In the winter of 2010/2011, mass protests erupted against the corrupt regime and against social inequality and high levels of youth unemployment. In January 2011, President Ben Ali and his family left the country; Ben Ali died in exile in Saudi Arabia in 2019.

After the toppling of the long-standing ruler some initial important steps were taken to put the country on a path towards democracy and the rule of law. International observers described the elections to the constituent assembly held in 2011, the first municipal elections in 2018 and the parliamentary and presidential elections held in 2014 and 2019 as free, fair and transparent. In 2014, a new constitution was adopted. Freedom of the press and freedom of opinion, which were previously severely curtailed, are largely being upheld.

Several new political parties and civil society organisations have been set up.

The growing autocratisation under the acting President Kais Saied, however, is increasingly jeopardising the democratic progress Tunisia has made.

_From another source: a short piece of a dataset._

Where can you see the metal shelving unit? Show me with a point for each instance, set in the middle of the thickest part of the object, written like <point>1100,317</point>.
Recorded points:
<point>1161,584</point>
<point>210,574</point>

The new electoral law of September 2022 has ended the party-based political representation in the parliament by replacing it with a majority voting system without lists. Many big parties boycotted the last election on 17 December 2022 which saw a historically low voter turnout of eleven per cent. At the local elections in December 2023, the turnout was also very low (at 12 per cent). As the new constitution leaves little power and oversight to the parliament, the latter will have little influence in the future.